Catholic School's Case Goes to Court
Richmond campaigners demand 'inclusive' schools
Richmond Inclusive Schools Campaign announced this week that the long-running argument about the Council’s plan for an Voluntary Aided Catholic secondary school is going to court.
In February, RISC pointed out to the Council that, under the new Education Act, a council that thinks it needs a new school must first seek proposals for an Academy/Free School, where there is a limit of 50% faith-based admissions. But the Council is continuing to support proposals for a Voluntary Aided Catholic secondary school so that up to 100% of admissions can be faith-based. The Council’s view is that the Act still enables them to do that. The issue will now be decided in a Judicial Review.
The case is being brought jointly by RISC and the British Humanist Association (BHA). BHA Chief Executive Andrew Copson explained why it had decided to become involved: “We have seen repeatedly how religious providers largely avoid competition when establishing state-funded schools, and instead make arrangements directly with local authorities to open schools without local people being offered any alternative. These approaches to local authorities have always been successful. If the practice is not challenged, we face a future of discriminatory state-funded religious schools being opened without the same rules applying to then as to inclusive schools. In an ideal education system, there would be no state-funded religious discrimination at all, but for as long as it is unfortunately permitted, at least new schools should be opened as a result of fair competition on a level playing field.”

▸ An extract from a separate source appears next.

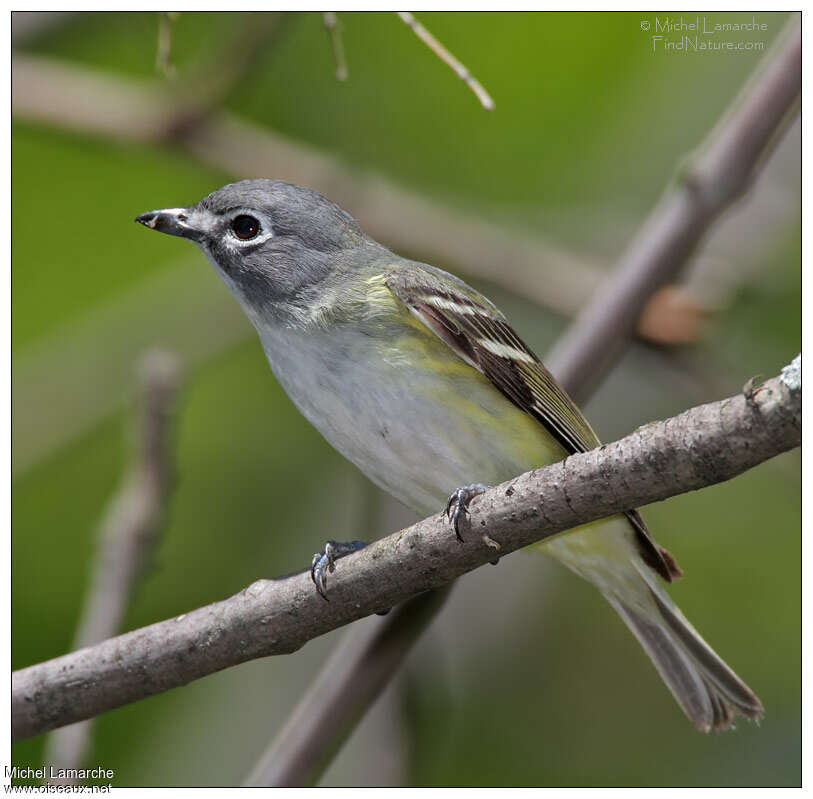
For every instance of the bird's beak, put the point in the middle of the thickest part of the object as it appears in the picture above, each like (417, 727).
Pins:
(174, 221)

“The BHA respects the fact that RISC is broadly-based and includes many people with religious convictions as well as the non-religious. We also recognise that the main driver for the campaign is not to oppose faith schools generally, but to ensure that new state-funded schools in Richmond do not discriminate against local children on the basis of their parents’ religion, or increase religious segregation. The BHA's own objects include the promotion of equality and non-discrimination, and of understanding between people holding religious and non–religious beliefs. The BHA is taking up this case because of its national implications, but we look forward to working with supporters of RISC, and with Accord, on the basis of this shared understanding.”
RISC spokesman Jeremy Rodell welcomed the BHA’s decision: “We know that the Council and the Catholic Diocese are playing the system to secure the most exclusive type of Catholic secondary school possible. And it has become increasingly clear that the Council has no intention of changing its plans, whatever the outcome of its recent consultation. Only a legal challenge will make any difference, but RISC does not have the resources to mount one. So we very much welcome the BHA’s involvement.”

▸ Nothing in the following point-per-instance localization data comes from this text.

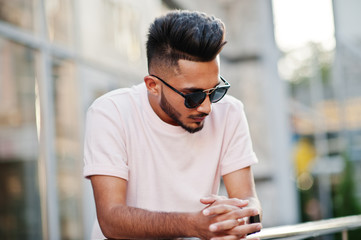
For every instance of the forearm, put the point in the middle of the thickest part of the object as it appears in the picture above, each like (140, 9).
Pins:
(122, 221)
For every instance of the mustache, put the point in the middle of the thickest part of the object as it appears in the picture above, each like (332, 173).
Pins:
(198, 115)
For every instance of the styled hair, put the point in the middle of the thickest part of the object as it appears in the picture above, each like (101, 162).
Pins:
(186, 35)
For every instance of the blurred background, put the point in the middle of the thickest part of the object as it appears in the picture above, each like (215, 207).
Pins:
(296, 65)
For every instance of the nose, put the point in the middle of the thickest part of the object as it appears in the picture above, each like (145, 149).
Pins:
(206, 106)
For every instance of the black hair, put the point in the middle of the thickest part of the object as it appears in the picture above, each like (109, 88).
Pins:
(184, 35)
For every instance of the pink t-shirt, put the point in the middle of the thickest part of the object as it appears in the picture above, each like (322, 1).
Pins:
(167, 168)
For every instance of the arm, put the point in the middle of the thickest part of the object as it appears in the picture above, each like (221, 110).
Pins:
(117, 220)
(240, 184)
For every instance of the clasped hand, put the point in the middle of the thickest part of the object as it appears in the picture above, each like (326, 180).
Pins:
(226, 218)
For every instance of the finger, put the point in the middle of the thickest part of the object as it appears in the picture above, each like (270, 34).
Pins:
(240, 213)
(228, 237)
(211, 199)
(219, 209)
(223, 226)
(245, 229)
(233, 201)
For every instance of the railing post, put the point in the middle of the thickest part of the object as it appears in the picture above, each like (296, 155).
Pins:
(344, 235)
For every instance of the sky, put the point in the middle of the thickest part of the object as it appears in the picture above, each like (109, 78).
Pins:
(300, 21)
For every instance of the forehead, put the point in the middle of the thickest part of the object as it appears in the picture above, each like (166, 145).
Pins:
(202, 75)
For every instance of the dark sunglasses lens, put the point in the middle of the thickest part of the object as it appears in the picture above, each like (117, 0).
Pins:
(193, 100)
(218, 94)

“RISC remains an inclusive campaign for inclusive schools. There is no change to our position on faith schools generally, which is to focus on whether they are genuinely inclusive. That is why we have not objected to the inclusive primary Free School proposed by the Church of England in Hampton. But the Voluntary Aided secondary school the Council and the Diocese propose is being set up to ensure that 100% of the pupils are children of Catholics, reducing to a minimum of 94% after 7 years. Others need not apply. That can’t be right.”
Rabbi Dr Jonathan Romain MBE, the Chair of the Accord Coalition which formally supports RISC, commented, “We welcome today's news that the Richmond Inclusive Schools Campaign and the BHA are to take legal action on this matter. Accord does not oppose 'faith' schools, but has specific aims for legislative reform, including opposing all faith-based admissions. Any moves that will serve to limit religious discrimination must surely gain support from all those who value an inclusive state-funded education system."